During the 2000 election campaign, Bush criticized the Clinton administration for failing to keep sanctions as tight as possible. In the lead-up to the war, he frequently relished recounting the details of Saddam’s brutality, especially the alleged gas attacks against Kurdish villages that, according to Bush, “killed or injured at least 20,000 people, more than six times the number of people who died in the attacks of September the 11th.” (It is unclear whether it was the Iraqis or the Iranians who actually carried out the gas attacks.)
But far more Iraqi children were killed by sanctions after Bush’s inauguration on Janu ary 20, 2001, than Saddam killed in his alleged gas attacks on the Kurds. If the estimate of 500,000 dead as a result of sanctions is correct, that would be the equivalent of snuffing out the lives of all the babies and young children in Montana, Wyoming, South Dakota, and North Dakota.

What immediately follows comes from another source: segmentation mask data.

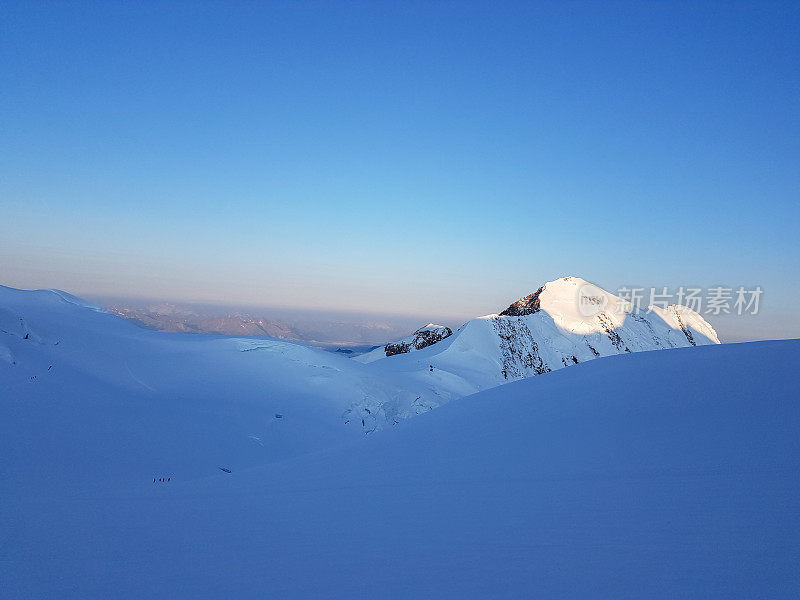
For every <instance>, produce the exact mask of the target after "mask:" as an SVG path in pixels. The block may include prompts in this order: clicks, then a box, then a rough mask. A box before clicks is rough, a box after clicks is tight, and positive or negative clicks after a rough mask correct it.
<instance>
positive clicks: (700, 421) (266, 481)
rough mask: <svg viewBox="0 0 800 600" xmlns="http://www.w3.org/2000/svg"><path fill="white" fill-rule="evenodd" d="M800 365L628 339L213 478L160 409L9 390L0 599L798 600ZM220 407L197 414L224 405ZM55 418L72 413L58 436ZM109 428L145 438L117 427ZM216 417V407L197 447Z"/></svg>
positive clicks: (0, 511) (758, 357)
mask: <svg viewBox="0 0 800 600" xmlns="http://www.w3.org/2000/svg"><path fill="white" fill-rule="evenodd" d="M117 335H118V336H123V335H128V334H127V333H125V332H121V333H119V334H117ZM45 337H46V336H45ZM118 343H121V342H118ZM217 343H218V342H213V343H212V344H211V345H210V346H208V347H207V349H208V350H211V349H213V348H214V347H215V345H216V344H217ZM189 346H191V344H190V345H189ZM12 349H13V350H18V349H19V347H18V345H15V346H14V348H12ZM71 350H72V351H76V352H77V351H78V349H76V348H72V349H71ZM140 350H141V349H140ZM115 351H116V350H114V346H113V345H112V352H115ZM184 351H185V354H183V357H184V358H186V359H187V360H194V359H196V358H197V356H196V354H194V353H193V350H191V348H190V347H184ZM423 352H424V351H423ZM253 354H254V356H271V354H270V352H269V351H266V352H255V353H253ZM54 356H55V355H54ZM237 356H239V355H237ZM18 358H19V359H20V362H19V363H18V365H20V364H23V361H24V360H26V359H27V354H25V352H23V351H20V354H19V356H18ZM334 358H335V357H334ZM142 360H144V359H143V358H142V357H139V358H138V360H135V361H134V368H135V367H139V366H141V365H142V363H141V362H140V361H142ZM380 362H387V363H390V362H392V361H391V360H387V361H380ZM286 364H287V363H285V362H284V361H278V362H275V363H273V366H280V367H283V366H285V365H286ZM698 365H702V368H698ZM55 368H56V367H54V369H55ZM799 368H800V342H798V341H796V340H793V341H784V342H763V343H751V344H738V345H725V346H717V345H713V346H706V347H697V348H687V349H678V350H674V351H670V352H646V353H638V354H623V355H621V356H614V357H611V358H607V359H603V360H598V361H592V362H589V363H586V364H579V365H577V366H575V367H574V368H570V369H563V370H561V371H558V372H554V373H551V374H548V375H547V376H545V377H534V378H531V379H527V380H524V381H519V382H515V383H511V384H509V385H504V386H499V387H496V388H495V389H492V390H490V391H488V392H484V393H480V394H477V395H474V396H471V397H469V398H463V399H462V400H460V401H459V402H453V403H451V404H449V405H448V406H445V407H443V408H441V409H439V410H436V411H432V412H430V413H428V414H426V415H422V416H420V417H419V418H416V419H412V420H408V421H404V422H403V423H401V424H400V425H399V426H398V427H395V428H392V429H389V430H387V431H383V432H380V433H377V434H375V435H371V436H360V437H358V439H357V440H355V441H353V442H351V443H349V444H348V445H345V446H339V447H338V448H331V449H329V450H326V451H324V452H316V453H312V454H305V455H296V456H295V457H294V458H290V459H286V460H277V461H273V462H271V463H269V464H264V465H261V466H258V467H254V468H250V469H234V470H233V472H232V473H224V472H222V471H219V470H216V471H212V472H208V471H207V470H206V469H205V467H204V466H201V465H204V464H205V462H206V461H207V460H208V458H209V453H208V452H207V451H206V450H203V449H198V451H197V453H196V454H195V455H193V459H194V461H195V462H196V463H198V464H196V465H192V461H191V460H190V458H191V457H190V456H189V455H188V454H191V453H188V454H187V456H186V460H183V461H181V460H177V455H173V456H172V457H171V459H170V460H166V461H165V462H162V463H159V461H158V459H159V457H160V456H162V457H166V456H167V454H168V453H165V454H159V453H154V452H152V451H151V449H150V448H149V445H150V443H151V439H150V437H149V434H148V435H145V433H146V432H150V431H152V427H153V425H152V424H153V423H154V422H158V421H159V419H161V418H165V417H166V418H168V416H169V415H168V410H166V409H165V410H162V411H160V410H159V407H158V405H157V403H155V402H153V403H150V404H148V405H147V406H146V407H143V410H142V411H141V413H140V417H141V420H139V421H130V419H131V415H130V412H129V411H130V407H129V406H128V404H127V398H126V397H125V396H124V395H123V396H122V397H119V396H116V395H114V394H112V393H109V394H108V395H107V396H105V397H103V398H99V397H94V395H93V393H91V394H90V396H91V397H89V398H87V397H86V395H85V394H83V393H82V389H75V388H72V387H70V386H56V387H54V388H52V389H51V394H53V395H54V396H53V399H52V401H50V400H48V397H47V396H44V395H41V394H34V393H33V392H30V391H29V390H33V389H35V388H33V387H31V388H26V389H25V390H22V389H19V388H15V391H14V393H12V394H8V393H7V392H8V391H9V390H8V388H7V387H6V388H3V389H4V394H3V395H2V406H3V412H4V414H3V418H2V419H0V440H2V442H0V443H2V444H3V449H2V450H3V454H2V455H3V473H2V480H0V481H2V486H3V488H2V493H1V494H0V541H1V542H2V545H0V552H2V555H1V556H0V581H2V582H3V585H2V586H1V587H2V590H1V591H0V595H2V596H3V597H6V598H31V597H66V596H68V597H84V598H114V597H130V598H134V597H139V598H141V597H150V598H155V597H216V598H223V597H281V598H306V597H316V598H352V597H395V598H419V597H436V598H471V597H495V598H521V597H537V598H587V597H606V598H620V597H647V598H676V597H697V598H709V597H719V598H737V597H739V598H753V597H770V598H779V597H780V598H788V597H797V596H798V595H800V571H798V569H797V556H798V554H799V553H800V511H798V510H797V498H798V497H800V477H799V476H798V475H800V405H798V403H797V398H798V391H799V390H798V385H797V382H796V377H795V374H796V372H797V371H798V369H799ZM134 372H135V371H134ZM240 374H241V372H240ZM7 382H8V380H7V379H4V380H3V383H4V385H7ZM162 383H163V380H162V379H154V380H152V381H148V384H149V385H153V387H154V388H155V389H158V388H157V386H160V385H162ZM123 387H124V386H122V385H119V386H117V387H116V388H113V390H114V391H116V392H119V391H120V390H122V389H123ZM23 391H24V393H23ZM109 391H111V388H109ZM218 392H220V393H221V390H218ZM206 400H210V398H207V399H206ZM140 401H141V400H140ZM159 401H160V402H161V403H165V402H167V399H166V397H160V398H159ZM218 401H219V403H220V404H221V407H222V408H220V407H217V406H216V404H215V403H214V402H210V401H207V402H204V405H205V408H206V409H207V410H209V411H214V412H216V414H217V415H219V414H222V413H224V412H225V409H226V408H227V409H230V408H231V407H232V406H233V404H232V401H231V400H230V398H227V397H224V396H221V397H220V398H218ZM47 402H50V404H48V406H47V407H45V406H43V407H42V410H35V409H33V408H31V407H32V406H34V407H35V406H37V405H41V404H43V403H47ZM102 403H105V404H106V405H107V406H106V408H105V409H103V411H102V413H99V414H98V415H96V416H94V417H92V416H91V413H92V412H94V411H98V410H99V407H101V405H102ZM45 408H49V409H48V410H45ZM145 408H146V410H144V409H145ZM171 410H176V407H175V406H172V408H171ZM287 412H288V411H287ZM71 413H80V414H81V415H83V416H86V417H88V418H89V419H90V421H89V422H87V423H86V424H85V426H83V427H80V426H76V424H75V423H76V421H69V422H67V423H66V431H61V432H59V430H60V429H62V428H65V418H69V417H70V414H71ZM80 422H81V421H80V420H78V421H77V423H80ZM126 423H127V425H124V424H126ZM123 425H124V426H125V427H128V428H130V429H131V430H132V429H133V428H138V429H139V430H140V431H141V432H142V436H141V439H134V438H133V437H131V435H130V431H128V432H127V433H126V434H125V435H122V436H120V437H121V439H119V440H118V443H113V442H112V440H113V438H114V436H115V434H118V433H119V432H118V428H119V427H121V426H123ZM99 429H107V430H108V435H107V436H101V437H98V436H97V435H96V433H93V431H96V430H99ZM231 431H232V428H231V427H230V426H228V424H227V423H225V422H224V420H222V421H220V423H219V427H210V428H209V429H208V430H207V431H205V432H204V434H205V436H206V438H207V440H206V443H207V444H208V445H212V446H213V445H218V446H219V447H220V448H225V447H227V444H228V442H227V439H226V437H227V436H228V435H229V434H230V432H231ZM123 433H125V432H123ZM178 433H179V432H174V435H175V436H176V439H180V441H181V443H184V442H185V441H186V439H185V438H184V437H180V436H179V435H178ZM54 435H56V436H57V438H54V437H53V436H54ZM293 435H295V436H299V437H301V438H302V437H305V438H314V437H316V436H317V435H318V431H317V430H314V429H312V428H308V429H298V430H296V431H294V432H293ZM10 438H12V439H13V443H10V442H9V441H8V440H9V439H10ZM286 441H287V442H289V441H290V440H288V439H287V440H286ZM291 441H292V443H303V444H304V445H306V446H312V445H314V444H315V443H316V440H312V439H305V441H297V440H294V439H292V440H291ZM17 446H20V447H21V448H19V449H18V448H17ZM51 446H57V448H58V452H59V453H62V454H64V455H67V456H78V455H85V456H86V457H87V458H89V457H90V458H91V461H92V465H91V467H92V469H96V470H97V472H100V473H106V474H107V476H106V477H94V476H92V473H91V470H92V469H86V468H85V465H84V464H81V463H80V462H74V461H72V462H68V461H59V457H58V456H56V455H55V453H53V452H50V450H49V448H50V447H51ZM9 451H12V452H13V456H9V454H8V453H9ZM131 454H134V455H139V454H141V456H142V459H141V461H142V464H141V465H140V464H138V463H135V462H132V461H131V460H130V455H131ZM17 461H23V462H24V466H25V468H24V470H23V471H22V472H21V473H18V474H19V475H21V477H20V478H18V477H17V476H16V475H15V474H16V473H17V470H18V467H17V466H15V465H14V464H13V463H15V462H17ZM54 461H56V464H54ZM148 462H150V463H151V464H150V466H151V467H152V468H151V469H150V471H148V472H147V473H145V472H144V471H143V469H142V468H141V467H142V466H143V465H145V464H147V463H148ZM9 469H12V470H13V472H12V475H14V476H12V477H11V478H9ZM159 469H165V470H166V469H171V471H170V472H171V473H172V481H171V482H170V483H169V484H160V483H159V484H154V483H153V481H152V476H151V475H152V473H154V472H156V471H157V470H159ZM51 472H58V473H61V475H62V477H63V478H64V479H65V480H67V481H68V482H69V485H60V484H57V482H56V483H54V482H52V481H51V480H50V478H48V477H41V476H40V474H41V473H51Z"/></svg>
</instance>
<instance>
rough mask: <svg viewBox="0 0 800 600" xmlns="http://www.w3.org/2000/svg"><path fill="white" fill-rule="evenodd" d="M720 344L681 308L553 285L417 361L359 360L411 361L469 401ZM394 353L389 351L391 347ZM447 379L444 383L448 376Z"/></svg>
mask: <svg viewBox="0 0 800 600" xmlns="http://www.w3.org/2000/svg"><path fill="white" fill-rule="evenodd" d="M705 344H719V339H718V338H717V334H716V332H715V331H714V329H713V327H711V325H709V324H708V322H706V320H705V319H703V317H701V316H700V315H699V314H697V313H696V312H695V311H693V310H691V309H689V308H687V307H685V306H680V305H672V306H667V307H666V308H662V307H658V306H649V307H647V309H645V310H637V309H636V307H634V306H632V305H631V303H630V302H627V301H626V300H624V299H622V298H618V297H617V296H615V295H613V294H611V293H609V292H607V291H605V290H603V289H602V288H600V287H598V286H596V285H594V284H592V283H589V282H588V281H585V280H584V279H581V278H579V277H562V278H560V279H556V280H554V281H549V282H547V283H546V284H544V285H543V286H542V287H540V288H539V289H538V290H536V291H535V292H533V293H532V294H529V295H528V296H525V297H524V298H521V299H520V300H517V301H516V302H514V303H512V304H511V305H510V306H509V307H508V308H506V309H505V310H504V311H502V312H501V313H500V314H492V315H486V316H483V317H477V318H475V319H472V320H470V321H468V322H467V323H466V324H464V325H463V326H462V327H461V328H460V329H459V330H458V331H457V332H456V333H455V334H453V335H452V336H449V337H447V338H445V339H442V340H440V341H437V342H436V343H434V344H431V345H429V346H428V347H426V348H424V349H423V350H420V351H419V352H417V353H415V358H416V360H415V361H414V363H413V364H412V363H411V362H410V360H411V359H410V358H406V357H399V356H389V353H388V352H385V353H384V352H380V353H378V352H377V351H373V352H371V353H369V354H366V355H364V356H361V357H356V358H355V360H360V361H361V362H373V361H375V360H377V359H379V358H384V359H385V360H395V361H397V360H405V361H407V362H408V364H407V365H402V366H401V365H399V364H398V365H395V368H396V369H400V370H405V368H408V369H409V370H411V369H420V370H421V371H424V370H425V368H426V367H428V370H429V369H430V368H433V369H438V370H440V371H441V372H444V373H446V374H447V376H446V377H445V379H446V381H443V382H441V383H442V384H443V385H444V386H445V387H448V386H452V389H453V390H455V389H458V390H459V393H461V394H463V393H464V387H465V386H466V387H472V390H473V391H478V390H481V389H485V388H487V387H491V386H494V385H498V384H501V383H504V382H507V381H513V380H517V379H522V378H524V377H530V376H532V375H540V374H542V373H547V372H549V371H553V370H555V369H560V368H562V367H566V366H570V365H575V364H578V363H581V362H585V361H587V360H592V359H594V358H598V357H602V356H611V355H614V354H626V353H630V352H641V351H646V350H661V349H667V348H681V347H686V346H698V345H705ZM387 348H388V346H387ZM443 377H444V376H443Z"/></svg>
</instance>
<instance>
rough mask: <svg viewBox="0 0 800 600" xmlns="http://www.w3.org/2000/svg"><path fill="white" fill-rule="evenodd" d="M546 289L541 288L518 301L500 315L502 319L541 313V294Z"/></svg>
mask: <svg viewBox="0 0 800 600" xmlns="http://www.w3.org/2000/svg"><path fill="white" fill-rule="evenodd" d="M543 289H544V288H543V287H540V288H539V289H538V290H536V291H535V292H534V293H532V294H529V295H527V296H525V297H524V298H521V299H520V300H517V301H516V302H514V304H512V305H511V306H509V307H508V308H507V309H505V310H504V311H503V312H501V313H500V316H502V317H524V316H525V315H532V314H533V313H535V312H539V294H541V293H542V290H543Z"/></svg>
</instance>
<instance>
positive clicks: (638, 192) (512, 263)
mask: <svg viewBox="0 0 800 600" xmlns="http://www.w3.org/2000/svg"><path fill="white" fill-rule="evenodd" d="M2 13H3V18H2V23H1V24H0V27H1V30H0V51H1V52H2V59H1V60H2V62H1V63H0V80H2V82H3V84H2V86H1V87H0V111H1V113H2V128H0V139H1V140H2V144H1V145H0V283H4V284H6V285H12V286H15V287H25V288H30V287H59V288H62V289H67V290H69V291H71V292H73V293H77V294H79V295H89V296H91V295H116V296H139V297H159V298H167V299H172V300H183V301H190V300H191V301H200V302H225V303H227V304H232V303H242V304H256V305H280V306H302V307H321V308H327V309H343V308H352V309H354V310H374V311H378V312H380V311H383V312H391V313H398V314H419V315H426V314H434V315H441V314H450V313H452V314H456V315H459V316H465V317H467V316H470V315H475V314H484V313H487V312H493V311H496V310H500V309H501V308H503V307H504V306H506V305H507V304H508V303H509V302H510V301H511V300H513V299H515V298H517V297H519V296H521V295H524V294H526V293H528V292H530V291H532V290H533V289H535V288H536V287H538V286H539V285H541V283H543V282H544V281H547V280H548V279H553V278H555V277H558V276H561V275H565V274H574V275H579V276H582V277H584V278H586V279H589V280H592V281H595V282H597V283H598V284H600V285H602V286H603V287H605V288H607V289H610V290H614V289H616V288H618V287H619V286H623V285H627V286H631V285H642V286H648V287H649V286H664V285H666V286H673V287H674V286H679V285H687V286H689V285H697V286H704V287H707V286H713V285H719V284H722V285H727V286H733V287H736V286H739V285H745V286H753V285H756V284H758V285H761V286H762V288H763V289H764V295H763V297H762V302H763V304H762V307H763V311H762V314H761V315H760V316H759V317H758V318H757V319H756V318H752V319H751V320H750V321H747V322H745V321H744V320H742V319H739V320H736V321H735V322H732V324H731V325H730V326H729V328H730V332H732V334H733V337H736V335H738V334H737V333H736V331H737V330H741V335H742V336H744V337H747V336H750V337H759V335H760V336H761V337H783V336H786V335H792V336H800V317H798V316H797V314H796V307H795V304H796V298H798V297H799V296H800V283H798V273H800V243H799V242H798V226H800V208H798V200H799V199H800V194H799V193H798V192H800V92H799V91H798V90H800V49H799V48H800V46H798V43H797V40H798V39H800V5H798V4H797V3H786V4H781V3H742V2H736V3H721V2H720V3H668V2H660V3H655V2H635V3H622V2H611V3H569V2H567V3H564V2H557V3H516V2H509V3H466V2H452V3H446V2H392V3H389V2H386V3H352V2H348V3H320V2H298V3H290V2H276V3H257V2H246V3H235V2H205V3H190V2H166V3H165V2H131V3H117V2H100V3H60V2H58V3H56V2H53V3H36V2H20V3H15V2H3V3H2ZM712 322H713V320H712ZM726 327H728V326H726Z"/></svg>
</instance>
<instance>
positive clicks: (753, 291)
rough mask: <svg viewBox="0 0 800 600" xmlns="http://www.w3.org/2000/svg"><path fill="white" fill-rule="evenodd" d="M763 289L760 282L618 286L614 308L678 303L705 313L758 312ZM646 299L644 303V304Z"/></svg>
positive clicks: (714, 314) (663, 305) (762, 291)
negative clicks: (673, 285)
mask: <svg viewBox="0 0 800 600" xmlns="http://www.w3.org/2000/svg"><path fill="white" fill-rule="evenodd" d="M763 293H764V290H762V289H761V286H760V285H757V286H755V287H754V288H745V287H744V286H739V287H738V288H732V287H724V286H721V285H720V286H716V287H710V288H705V289H704V288H694V287H683V286H681V287H679V288H678V289H677V290H674V291H670V290H668V289H667V288H666V287H662V288H654V287H653V288H650V289H649V290H648V289H647V288H642V287H640V288H636V287H634V288H629V287H621V288H619V289H618V290H617V292H616V295H617V306H616V310H617V311H622V310H631V309H632V310H637V311H638V310H641V309H642V308H643V307H645V308H647V309H648V310H649V309H650V308H651V307H654V306H657V307H660V308H667V306H669V305H671V304H679V305H682V306H685V307H687V308H690V309H692V310H693V311H695V312H696V313H698V314H705V315H730V314H736V315H757V314H758V311H759V307H760V299H761V295H762V294H763ZM645 302H646V304H645Z"/></svg>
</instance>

The fact that bin Laden greatly exaggerated the sanctions death toll does not absolve the U.S. government. Within a year or two after the end of the Gulf War, it should have been obvious that sanctions would neither turn Saddam into a Boy Scout nor bring him to his knees. The U.S. government knew the sanctions were scourging the Iraqi people. Three U.S. presidents escaped any liability for the Iraqi deaths caused by U.S. policy. The people who worked in the World Trade Center may not have been so lucky.
Rather than continue to pirouette on the world stage as a great benefactor, the Bush administration should open the files and let everyone learn what the U.S. government knew — and when it knew it — about the devastation sanctions wreaked upon Iraq. This information could provide a healthy antidote against future salvation manias by American presidents.